HCFCU intern Sean Kobayashi named Hawaii County Intern of the Year
Sean Kobayashi’s internship at HCFCU led to Hawaii County’s top private-sector honor, spotlighting a Big Island pipeline from youth programs to digital marketing jobs.

A marketing internship at Hawaii Community Federal Credit Union turned into Hawaii County’s top private-sector internship honor for Sean Kobayashi, a recognition that highlights how small local placements can become a direct route into Hawaii Island’s workforce. Kobayashi, who worked with HCFCU in 2025 while studying at the University of Hawaii at Mānoa, was named Hawaii County Intern of the Year in the private sector category at the 2026 Hawaii Internship Summit.

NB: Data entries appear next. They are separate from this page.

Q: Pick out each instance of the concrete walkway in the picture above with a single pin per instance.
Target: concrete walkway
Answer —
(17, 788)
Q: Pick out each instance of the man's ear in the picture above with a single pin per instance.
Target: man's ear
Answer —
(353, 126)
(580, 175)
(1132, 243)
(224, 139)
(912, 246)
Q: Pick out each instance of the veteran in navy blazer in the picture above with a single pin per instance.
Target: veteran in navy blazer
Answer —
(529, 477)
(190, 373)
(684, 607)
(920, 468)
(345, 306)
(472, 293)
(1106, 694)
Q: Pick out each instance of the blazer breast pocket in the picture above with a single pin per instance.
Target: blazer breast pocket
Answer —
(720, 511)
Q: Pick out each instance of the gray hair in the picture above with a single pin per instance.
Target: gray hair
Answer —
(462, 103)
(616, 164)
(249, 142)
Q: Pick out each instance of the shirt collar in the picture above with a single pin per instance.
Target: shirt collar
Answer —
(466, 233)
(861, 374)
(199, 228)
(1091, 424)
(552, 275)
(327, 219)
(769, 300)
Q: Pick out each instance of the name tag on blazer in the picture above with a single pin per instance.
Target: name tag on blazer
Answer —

HCFCU said Kobayashi joined its Marketing Department in the latter part of 2025 and helped with projects that reached well beyond routine office work. His responsibilities included a comprehensive review of the credit union’s online reputation and digital presence, work that matters in a banking environment where search results, reviews and online trust can shape whether members feel confident opening an account, asking for help or staying with a local institution. He also supported marketing operations, creative projects, updates to member resources and community-focused efforts across departments.

That mix of assignments makes Kobayashi’s recognition especially relevant for Hawaii County, where employers have long tried to turn internships into job pipelines that keep younger workers close to home. HCFCU said Kobayashi had previously been involved in its youth programs before becoming an intern, giving his path a clear progression from student participant to staff contributor. The credit union’s branches in Hilo, Honokaa, Kailua-Kona, Kaloko, Kealakekua and Kohala, along with Student Credit Unions at Hilo, Honokaa, Kealakehe, Kohala and Konawaena high schools, show how deeply the institution is embedded in local schools and neighborhoods.

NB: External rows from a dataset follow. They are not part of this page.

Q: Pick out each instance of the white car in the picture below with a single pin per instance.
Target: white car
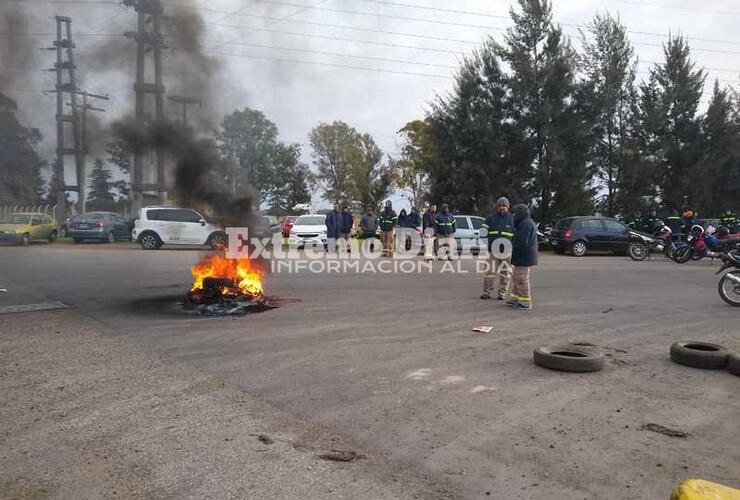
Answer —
(467, 233)
(157, 226)
(308, 230)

The award was presented at the first statewide Hawaii Internship Summit, held March 4 at the Japanese Cultural Center of Hawaii in Honolulu from 8:30 a.m. to 3 p.m. Organized as a joint initiative led by the Workforce Development Council and the Hawaii Employers Council, with support from the Department of Labor and Industrial Relations Workforce Development Division, the Hawaii Department of Education and Hawaii P-20 Partnerships for Education, the summit carried the theme “From Internship to Impact: Building Hawai‘i’s Future Workforce.” It also included the first Hawaii Internship Excellence Awards, designed to showcase internships that lead to employment, economic mobility and local talent retention.
At HCFCU, the recognition also carries institutional weight. Marketing manager Nellie Medeiros, who has worked at the credit union since 1973 and received the Kona-Kohala Chamber of Commerce’s Lifetime Achievement Award in 2024 for a 51-year career that began as a teller, has spent decades watching local talent grow inside the organization. Kobayashi’s award points to the same lesson: when Big Island employers give students real responsibility, they can create a reason for them to return, stay and build careers in Hawaii County.